The invention has been discussed in terms of certain preferred embodiments. One of skill in the art will recognize that various modifications may be made without departing from the scope of the invention. Although discussed primarily in terms of controlling blood flow to a branch vessel such as a renal artery of a blood vessel, it should be understood that the catheter of the invention could be used to deliver agent to branch vessels other than renal arteries, or to deliver to sites other than branch vessels, as for example where the catheter is used to deliver an agent to the wall defining the body lumen in which the catheter is positioned, such as a bile duct, ureter, and the like. Moreover, while certain features may be shown or discussed in relation to a particular embodiment, such individual features may be used on the various other embodiments of the invention.

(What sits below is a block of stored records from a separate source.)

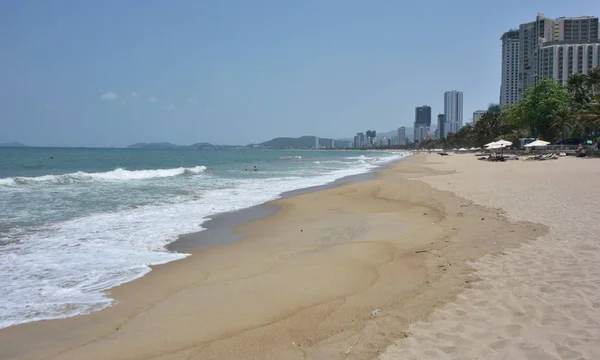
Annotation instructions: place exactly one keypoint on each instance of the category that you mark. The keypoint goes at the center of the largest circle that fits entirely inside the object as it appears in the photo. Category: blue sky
(112, 73)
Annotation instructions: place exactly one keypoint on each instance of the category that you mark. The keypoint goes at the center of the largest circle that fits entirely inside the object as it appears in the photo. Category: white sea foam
(290, 157)
(64, 268)
(113, 175)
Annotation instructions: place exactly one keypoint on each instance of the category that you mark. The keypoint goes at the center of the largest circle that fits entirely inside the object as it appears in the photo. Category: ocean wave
(290, 157)
(118, 174)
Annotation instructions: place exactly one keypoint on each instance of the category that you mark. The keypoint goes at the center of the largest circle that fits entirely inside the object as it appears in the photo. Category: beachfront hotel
(509, 90)
(477, 115)
(453, 112)
(422, 122)
(550, 48)
(402, 135)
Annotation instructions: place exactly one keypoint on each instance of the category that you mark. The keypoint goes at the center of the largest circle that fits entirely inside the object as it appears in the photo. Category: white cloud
(109, 96)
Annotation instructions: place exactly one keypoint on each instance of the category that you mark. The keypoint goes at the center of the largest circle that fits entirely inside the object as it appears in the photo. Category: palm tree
(592, 81)
(563, 121)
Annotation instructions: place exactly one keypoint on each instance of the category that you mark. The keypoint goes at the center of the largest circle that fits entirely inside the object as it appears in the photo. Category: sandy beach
(434, 257)
(538, 301)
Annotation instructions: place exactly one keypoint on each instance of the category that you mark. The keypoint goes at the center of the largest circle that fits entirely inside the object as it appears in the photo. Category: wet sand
(301, 283)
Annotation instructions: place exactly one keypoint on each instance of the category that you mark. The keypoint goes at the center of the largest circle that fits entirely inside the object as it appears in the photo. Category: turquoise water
(75, 222)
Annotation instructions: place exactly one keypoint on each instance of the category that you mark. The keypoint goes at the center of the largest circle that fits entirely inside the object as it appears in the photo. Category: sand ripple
(539, 301)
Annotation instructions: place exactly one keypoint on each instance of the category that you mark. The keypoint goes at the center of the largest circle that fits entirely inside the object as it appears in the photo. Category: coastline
(219, 229)
(391, 243)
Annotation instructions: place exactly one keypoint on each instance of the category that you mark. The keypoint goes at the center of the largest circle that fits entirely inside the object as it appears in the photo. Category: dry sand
(304, 282)
(540, 300)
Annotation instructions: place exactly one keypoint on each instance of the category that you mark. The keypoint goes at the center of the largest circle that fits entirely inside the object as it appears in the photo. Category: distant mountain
(173, 146)
(13, 144)
(303, 142)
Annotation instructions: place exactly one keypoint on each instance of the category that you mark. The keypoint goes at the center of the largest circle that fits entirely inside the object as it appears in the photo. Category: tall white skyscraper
(547, 48)
(477, 115)
(453, 112)
(509, 90)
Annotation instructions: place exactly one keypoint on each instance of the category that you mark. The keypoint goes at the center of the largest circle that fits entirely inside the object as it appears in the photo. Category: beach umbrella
(495, 146)
(503, 142)
(537, 143)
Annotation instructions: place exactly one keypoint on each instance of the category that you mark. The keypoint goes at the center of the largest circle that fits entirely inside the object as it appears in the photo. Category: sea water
(76, 222)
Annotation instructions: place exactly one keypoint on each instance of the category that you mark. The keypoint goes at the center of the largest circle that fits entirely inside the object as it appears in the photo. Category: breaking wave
(118, 174)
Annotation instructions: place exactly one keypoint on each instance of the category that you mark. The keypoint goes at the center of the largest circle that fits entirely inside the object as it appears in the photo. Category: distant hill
(303, 142)
(13, 144)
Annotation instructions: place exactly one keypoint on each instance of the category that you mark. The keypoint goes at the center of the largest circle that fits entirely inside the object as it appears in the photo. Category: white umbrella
(496, 146)
(504, 142)
(538, 143)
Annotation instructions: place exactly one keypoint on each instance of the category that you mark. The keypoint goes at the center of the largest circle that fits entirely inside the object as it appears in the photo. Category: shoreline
(311, 275)
(220, 229)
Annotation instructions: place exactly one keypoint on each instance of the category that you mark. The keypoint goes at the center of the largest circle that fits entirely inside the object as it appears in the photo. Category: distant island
(13, 144)
(173, 146)
(303, 142)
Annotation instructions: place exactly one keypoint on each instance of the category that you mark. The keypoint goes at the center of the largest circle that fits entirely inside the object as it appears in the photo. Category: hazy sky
(102, 73)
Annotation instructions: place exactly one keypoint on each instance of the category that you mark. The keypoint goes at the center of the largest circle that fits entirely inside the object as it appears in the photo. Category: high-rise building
(531, 36)
(453, 112)
(359, 141)
(402, 136)
(509, 90)
(561, 59)
(421, 133)
(552, 48)
(441, 126)
(477, 115)
(422, 120)
(584, 28)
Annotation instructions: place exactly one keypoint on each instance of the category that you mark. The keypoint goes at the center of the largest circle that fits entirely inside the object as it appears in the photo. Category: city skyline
(209, 72)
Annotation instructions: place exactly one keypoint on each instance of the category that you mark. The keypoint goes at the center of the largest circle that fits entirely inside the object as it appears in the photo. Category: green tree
(564, 121)
(592, 81)
(540, 103)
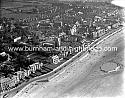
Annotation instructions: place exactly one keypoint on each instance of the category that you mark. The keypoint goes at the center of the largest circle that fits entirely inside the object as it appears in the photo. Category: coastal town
(34, 40)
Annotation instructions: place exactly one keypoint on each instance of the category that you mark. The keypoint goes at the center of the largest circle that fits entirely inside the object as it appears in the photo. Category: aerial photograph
(62, 48)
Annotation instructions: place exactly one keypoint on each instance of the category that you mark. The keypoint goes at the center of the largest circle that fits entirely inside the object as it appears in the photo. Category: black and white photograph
(62, 48)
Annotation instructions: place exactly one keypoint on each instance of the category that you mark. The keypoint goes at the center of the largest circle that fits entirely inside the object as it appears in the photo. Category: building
(8, 83)
(55, 59)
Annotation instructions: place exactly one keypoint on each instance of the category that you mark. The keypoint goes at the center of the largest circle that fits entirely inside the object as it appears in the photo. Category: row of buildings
(8, 83)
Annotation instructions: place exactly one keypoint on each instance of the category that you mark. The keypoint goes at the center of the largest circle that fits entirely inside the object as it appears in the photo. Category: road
(62, 66)
(82, 78)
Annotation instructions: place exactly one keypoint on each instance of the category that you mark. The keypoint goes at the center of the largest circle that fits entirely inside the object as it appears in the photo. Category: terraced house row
(10, 82)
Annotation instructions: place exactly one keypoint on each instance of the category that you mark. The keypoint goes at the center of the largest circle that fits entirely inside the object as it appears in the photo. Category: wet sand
(84, 78)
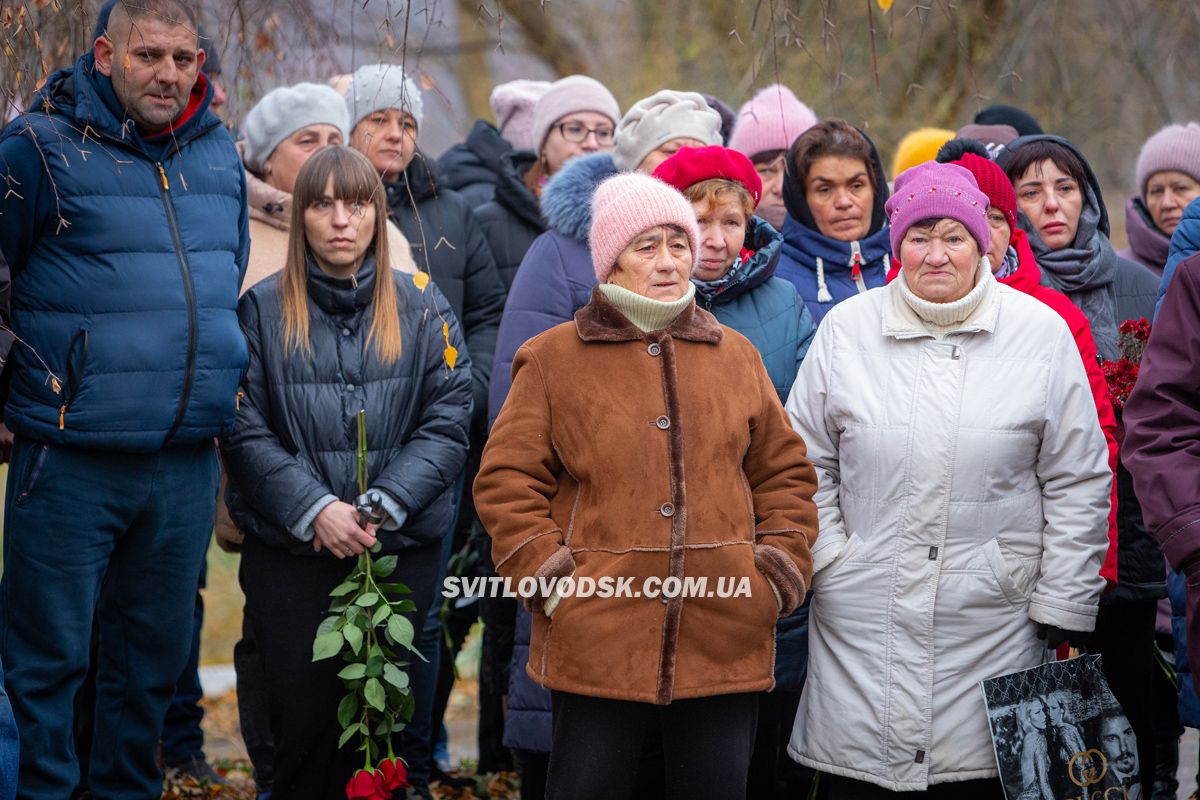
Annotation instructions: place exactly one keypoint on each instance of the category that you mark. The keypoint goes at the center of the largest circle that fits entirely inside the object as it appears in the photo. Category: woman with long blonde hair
(330, 336)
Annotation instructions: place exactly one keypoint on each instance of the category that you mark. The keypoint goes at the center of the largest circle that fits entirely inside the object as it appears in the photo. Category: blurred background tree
(1105, 73)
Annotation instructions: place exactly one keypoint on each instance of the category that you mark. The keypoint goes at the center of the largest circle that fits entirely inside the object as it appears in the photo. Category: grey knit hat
(285, 110)
(655, 120)
(1175, 148)
(379, 86)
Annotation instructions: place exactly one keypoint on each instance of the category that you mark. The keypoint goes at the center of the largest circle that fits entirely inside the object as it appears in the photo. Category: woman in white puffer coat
(964, 495)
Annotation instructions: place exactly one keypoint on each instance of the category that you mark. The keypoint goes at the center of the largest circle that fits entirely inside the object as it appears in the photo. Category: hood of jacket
(1006, 155)
(477, 160)
(765, 245)
(1147, 244)
(567, 198)
(797, 204)
(419, 181)
(85, 96)
(1027, 275)
(805, 245)
(511, 191)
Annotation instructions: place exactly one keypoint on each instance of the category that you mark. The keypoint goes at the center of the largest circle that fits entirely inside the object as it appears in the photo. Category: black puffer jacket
(511, 221)
(448, 242)
(295, 435)
(472, 166)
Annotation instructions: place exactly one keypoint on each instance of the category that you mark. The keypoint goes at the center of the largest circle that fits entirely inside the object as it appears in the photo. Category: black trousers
(599, 744)
(844, 788)
(1125, 638)
(287, 597)
(773, 774)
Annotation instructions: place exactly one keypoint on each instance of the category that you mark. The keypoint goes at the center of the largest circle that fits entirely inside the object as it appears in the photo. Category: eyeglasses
(577, 132)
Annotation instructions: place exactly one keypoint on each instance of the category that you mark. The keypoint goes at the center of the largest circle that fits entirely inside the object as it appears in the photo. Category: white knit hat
(379, 86)
(285, 110)
(567, 96)
(660, 118)
(513, 103)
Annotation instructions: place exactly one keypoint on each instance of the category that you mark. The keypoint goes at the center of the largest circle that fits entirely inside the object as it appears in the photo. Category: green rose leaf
(347, 709)
(347, 734)
(327, 645)
(343, 588)
(353, 672)
(393, 674)
(401, 631)
(384, 566)
(375, 693)
(353, 637)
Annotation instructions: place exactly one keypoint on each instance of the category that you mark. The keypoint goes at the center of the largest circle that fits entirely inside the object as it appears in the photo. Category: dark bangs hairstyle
(1035, 154)
(354, 180)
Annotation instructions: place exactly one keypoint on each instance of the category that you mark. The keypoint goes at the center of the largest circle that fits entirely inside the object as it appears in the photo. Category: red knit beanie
(994, 182)
(690, 166)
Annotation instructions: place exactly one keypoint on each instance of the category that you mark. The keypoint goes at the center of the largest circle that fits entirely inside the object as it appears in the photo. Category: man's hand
(337, 529)
(1056, 636)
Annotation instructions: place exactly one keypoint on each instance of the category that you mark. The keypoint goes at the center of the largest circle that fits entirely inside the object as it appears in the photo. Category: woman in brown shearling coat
(646, 440)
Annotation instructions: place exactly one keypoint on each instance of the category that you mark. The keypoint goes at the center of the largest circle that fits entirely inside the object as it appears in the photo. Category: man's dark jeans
(120, 536)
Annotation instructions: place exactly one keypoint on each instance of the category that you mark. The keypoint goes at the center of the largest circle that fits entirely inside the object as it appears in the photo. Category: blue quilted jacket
(766, 310)
(126, 257)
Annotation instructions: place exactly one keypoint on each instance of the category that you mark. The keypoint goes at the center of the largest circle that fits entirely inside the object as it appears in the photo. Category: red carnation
(395, 774)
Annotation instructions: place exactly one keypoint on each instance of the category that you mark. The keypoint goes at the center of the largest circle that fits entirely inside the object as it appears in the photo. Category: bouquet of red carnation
(1122, 373)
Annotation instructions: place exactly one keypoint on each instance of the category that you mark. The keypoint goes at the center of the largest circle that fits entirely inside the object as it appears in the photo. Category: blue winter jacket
(126, 258)
(555, 280)
(810, 258)
(1185, 242)
(766, 310)
(556, 276)
(822, 268)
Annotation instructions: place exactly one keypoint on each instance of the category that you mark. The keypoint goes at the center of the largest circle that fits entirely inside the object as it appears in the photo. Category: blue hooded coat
(763, 308)
(126, 254)
(822, 269)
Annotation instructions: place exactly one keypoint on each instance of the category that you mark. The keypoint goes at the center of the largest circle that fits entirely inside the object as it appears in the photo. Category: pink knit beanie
(567, 96)
(771, 120)
(936, 191)
(513, 103)
(1175, 148)
(628, 204)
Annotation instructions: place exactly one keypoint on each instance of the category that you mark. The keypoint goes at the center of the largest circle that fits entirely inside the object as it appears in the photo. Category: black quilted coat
(295, 435)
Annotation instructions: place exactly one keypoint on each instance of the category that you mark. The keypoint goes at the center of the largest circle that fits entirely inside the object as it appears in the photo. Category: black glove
(1055, 636)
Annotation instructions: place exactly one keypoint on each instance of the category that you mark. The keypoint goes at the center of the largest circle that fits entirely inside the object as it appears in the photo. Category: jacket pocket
(76, 366)
(1009, 583)
(33, 469)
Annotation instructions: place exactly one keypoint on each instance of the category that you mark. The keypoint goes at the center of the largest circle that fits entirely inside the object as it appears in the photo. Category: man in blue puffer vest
(124, 221)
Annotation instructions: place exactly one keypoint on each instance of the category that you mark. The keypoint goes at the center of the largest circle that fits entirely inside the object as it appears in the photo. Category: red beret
(690, 166)
(994, 182)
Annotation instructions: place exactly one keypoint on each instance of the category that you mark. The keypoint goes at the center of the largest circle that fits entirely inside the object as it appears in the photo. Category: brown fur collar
(600, 320)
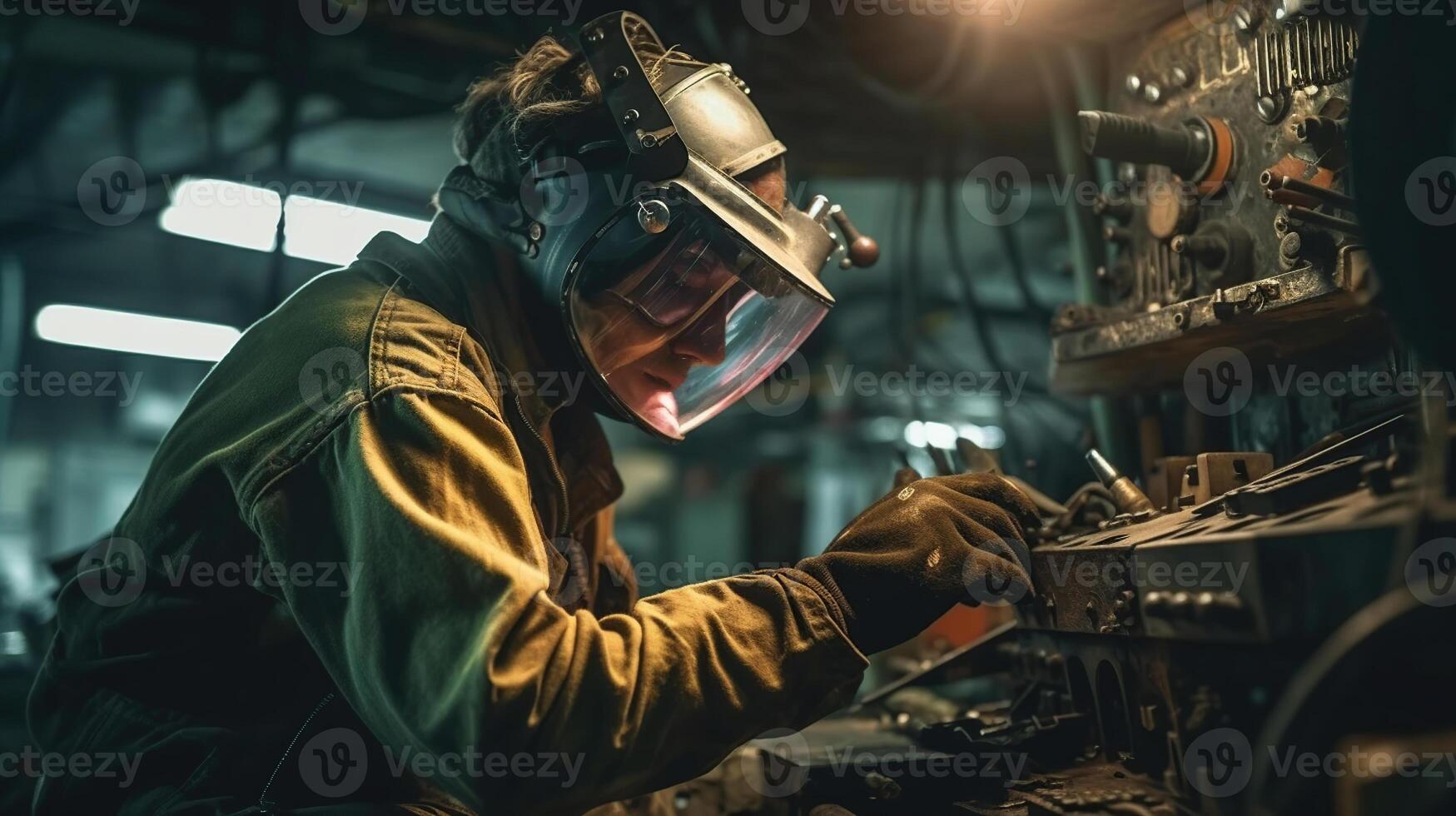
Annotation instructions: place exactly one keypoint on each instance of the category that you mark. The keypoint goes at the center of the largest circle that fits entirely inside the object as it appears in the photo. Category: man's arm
(446, 640)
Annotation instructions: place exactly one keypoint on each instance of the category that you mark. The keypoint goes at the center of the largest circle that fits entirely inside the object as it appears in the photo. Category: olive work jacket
(373, 563)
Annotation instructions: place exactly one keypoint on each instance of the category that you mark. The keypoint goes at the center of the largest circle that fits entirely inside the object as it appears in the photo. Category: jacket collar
(475, 283)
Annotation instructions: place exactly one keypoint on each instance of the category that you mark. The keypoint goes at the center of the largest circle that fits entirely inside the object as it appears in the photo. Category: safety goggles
(680, 316)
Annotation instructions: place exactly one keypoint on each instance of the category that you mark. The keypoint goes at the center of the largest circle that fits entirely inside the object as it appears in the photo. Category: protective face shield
(686, 293)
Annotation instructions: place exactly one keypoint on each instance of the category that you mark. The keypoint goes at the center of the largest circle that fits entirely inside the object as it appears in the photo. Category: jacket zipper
(264, 804)
(564, 526)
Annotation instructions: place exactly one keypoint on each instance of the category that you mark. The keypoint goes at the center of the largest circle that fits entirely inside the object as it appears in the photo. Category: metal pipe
(1316, 219)
(1306, 188)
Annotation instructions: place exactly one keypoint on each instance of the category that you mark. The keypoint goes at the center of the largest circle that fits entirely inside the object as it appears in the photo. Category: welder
(406, 427)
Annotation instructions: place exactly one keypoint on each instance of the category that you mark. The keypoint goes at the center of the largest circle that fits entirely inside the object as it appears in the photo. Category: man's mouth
(663, 382)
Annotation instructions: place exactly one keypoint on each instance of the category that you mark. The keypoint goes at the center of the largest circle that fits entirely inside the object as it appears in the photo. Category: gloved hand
(922, 548)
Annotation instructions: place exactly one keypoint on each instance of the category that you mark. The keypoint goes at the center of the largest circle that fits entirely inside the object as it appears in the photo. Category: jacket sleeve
(446, 641)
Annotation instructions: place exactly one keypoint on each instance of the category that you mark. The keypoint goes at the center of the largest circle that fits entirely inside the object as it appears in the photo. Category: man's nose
(703, 341)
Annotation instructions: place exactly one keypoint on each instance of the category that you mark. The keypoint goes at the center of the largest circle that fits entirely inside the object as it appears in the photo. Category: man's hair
(534, 92)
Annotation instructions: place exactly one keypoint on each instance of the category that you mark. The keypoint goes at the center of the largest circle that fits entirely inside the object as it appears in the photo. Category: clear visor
(683, 322)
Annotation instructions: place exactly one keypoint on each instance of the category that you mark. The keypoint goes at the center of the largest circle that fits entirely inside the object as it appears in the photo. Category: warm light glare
(133, 332)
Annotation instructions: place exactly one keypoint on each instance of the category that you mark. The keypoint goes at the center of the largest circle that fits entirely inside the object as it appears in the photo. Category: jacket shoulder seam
(493, 413)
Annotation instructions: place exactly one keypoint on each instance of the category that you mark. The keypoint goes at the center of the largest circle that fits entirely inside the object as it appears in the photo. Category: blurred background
(196, 162)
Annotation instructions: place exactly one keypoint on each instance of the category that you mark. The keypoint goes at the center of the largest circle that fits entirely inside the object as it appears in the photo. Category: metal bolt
(1289, 246)
(654, 216)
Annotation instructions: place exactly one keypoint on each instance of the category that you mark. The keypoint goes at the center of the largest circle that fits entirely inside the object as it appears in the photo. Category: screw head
(654, 216)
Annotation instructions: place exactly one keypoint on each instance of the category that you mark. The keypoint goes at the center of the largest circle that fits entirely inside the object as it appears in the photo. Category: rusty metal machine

Although the description above contains many details, these should not be construed as limiting the scope of the invention but as merely providing illustrations of some of the presently preferred embodiments of this invention. Therefore, it will be appreciated that the scope of the present invention fully encompasses other embodiments which may become obvious to those skilled in the art, and that the scope of the present invention is accordingly to be limited by nothing other than the appended claims, in which reference to an element in the singular is not intended to mean “one and only one” unless explicitly so stated, but rather “one or more.” All structural, chemical, and functional equivalents to the elements of the above-described preferred embodiment that are known to those of ordinary skill in the art are expressly incorporated herein by reference and are intended to be encompassed by the present claims. Moreover, it is not necessary for a device or method to address each and every problem sought to be solved by the present invention, for it to be encompassed by the present claims. Furthermore, no element, component, or method step in the present disclosure is intended to be dedicated to the public regardless of whether the element, component, or method step is explicitly recited in the claims. No claim element herein is to be construed under the provisions of 35 U.S.C. 112, sixth paragraph, unless the element is expressly recited using the phrase “means for.”